# Need help in identifying this Engine



## Genki (Sep 27, 2014)

I have an 87 2-dr Sentra A/T with below engine (imported from U.S. I believe) . Is this the GA16i? The block says E16 though? 
Can you help identify this please? thanks








[/URL][/IMG]


----------



## smj999smj (Jan 1, 2006)

It's definitely a GA-series SOHC engine and not an E-series, which has a distinctive valve cover as per the image linked below:

http://images.thetruthaboutcars.com...f-Phillip-Datsun-By-Nissan-Greden-550x412.jpg

It's also not a US GA-series engine nor a GA16i, which would be a throttle body fuel injection motor. The GA was produced from August, 1987, to 2013. In the US, the GA16i was only used in 1989 and 1990 in the Pulsar NX and the Sentra. All had throttle body injection and did not have a vacuum advance on the distributor. In 1991, the SOHC GA16i was replaced by the DOHC GA16DE. 

If you are sure it is 1.6L, then it would be a GA16s, which is the carburetor-equipped GA SOHC engine. But, displacement of 1.3L, 1.4L and 1.5L were also available with a carburetor.


----------



## Genki (Sep 27, 2014)

thanks for the detailed clarification. 

I was just confused because on paper, and the actual block, it says E16. and I was certain it wasn't an E16 because of the valve cover you mentioned.

might as well upgrade a bit to GA16DE 

thanks smj


----------



## Genki (Sep 27, 2014)

by the way the chassis # starts with JN followed by what looks like an inverted "T" then PB.... any idea which country have this chassis #?


----------



## smj999smj (Jan 1, 2006)

VINs that start with "JN" are made in Japan. Those made in the US start with "1" and those made in Mexico start with "3." You could upgrade to the GA16DE, but that would require swapping the engine control harness and ECM, as well.


----------



## ahardb0dy (Nov 9, 2003)

if an overseas car could be a GA15 also, some members were swapping their GA16i engines to GA15's when they were available.

If you post your Vin number (or PM me it) I can look it up in Nissan FAST, the program Nissan uses in the parts dept's and can tell you all about your car.


----------



## Genki (Sep 27, 2014)

thank you very much ahardbody.

by the way, here is the complete Chassis no. JN(then an inverted "T")PB2210HU5211**
would appreciate if you have info on which country my Sentra came from.

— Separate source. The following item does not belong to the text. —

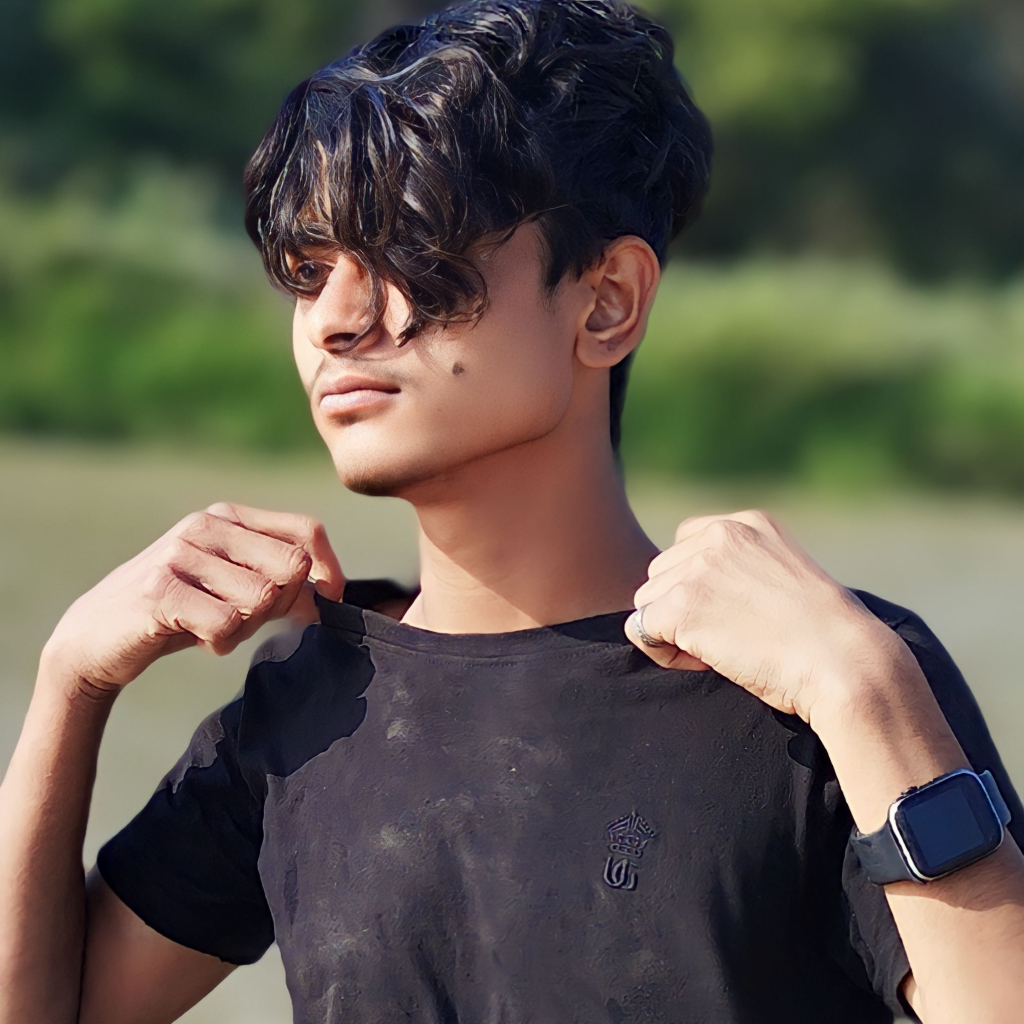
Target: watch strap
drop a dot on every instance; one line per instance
(880, 854)
(1001, 811)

The engine no. says E16-4184**A, but the actual engine is the above pic. The seller mentioned it to be a 1500, so may well be a GA15, but not sure though.

I'm confused on whether an E16 block would bolt to a GA head.


----------



## ahardb0dy (Nov 9, 2003)

is that the Vin number? What is an inverted "T" ? Where are you ( or the car ) from?

I think the number would be 
JN "1", need the last two digits in order to look it up,

thanks


----------



## Genki (Sep 27, 2014)

ooppps. sorry. maybe it is a "1" after the JN after all...

JN1PB2210HU521138

from PH


----------



## ahardb0dy (Nov 9, 2003)

Sorry do not know what PH is?


----------



## Genki (Sep 27, 2014)

from Philippines


----------



## ahardb0dy (Nov 9, 2003)

Ok, went throught alll the different locations for Nissan FAST ( Japan, Canada, overseas, etc,) finally vin number came up under the US one ! 

This is what I got from FAST, looks like someone may have swapped the engine in that car at one point, as the info came up as a E16 engine but your engine does not look like an E16, 

This is an E16 engine, see 4th pic down:

Junkyard Find: 1983 Nissan Sentra Sedan | The Truth About Cars

info below:


----------



## Genki (Sep 27, 2014)

wow! thanks a lot for the info. really really appreciate the efforts ahardbody.

i know it is not an E16 because we call the E16 as the "Tamarind (tree)" engine because of the shape.

what puzzles me is that the block's serial number starts with E16.

someone told me that they are also using/ordering the head gaskets out of an E16 for a GA 12-valve head.


----------



## ahardb0dy (Nov 9, 2003)

I don't see how the 2 head gaskets would be interchangeable as they are totally different, here are the 2 gaskets for the 2 different heads:

E16:










GA16I:


----------



## Genki (Sep 27, 2014)

thanks.

i'll unfriend the guy who told me they are the same


----------



## ahardb0dy (Nov 9, 2003)

Well if he says they are the same than ask him to show you?


----------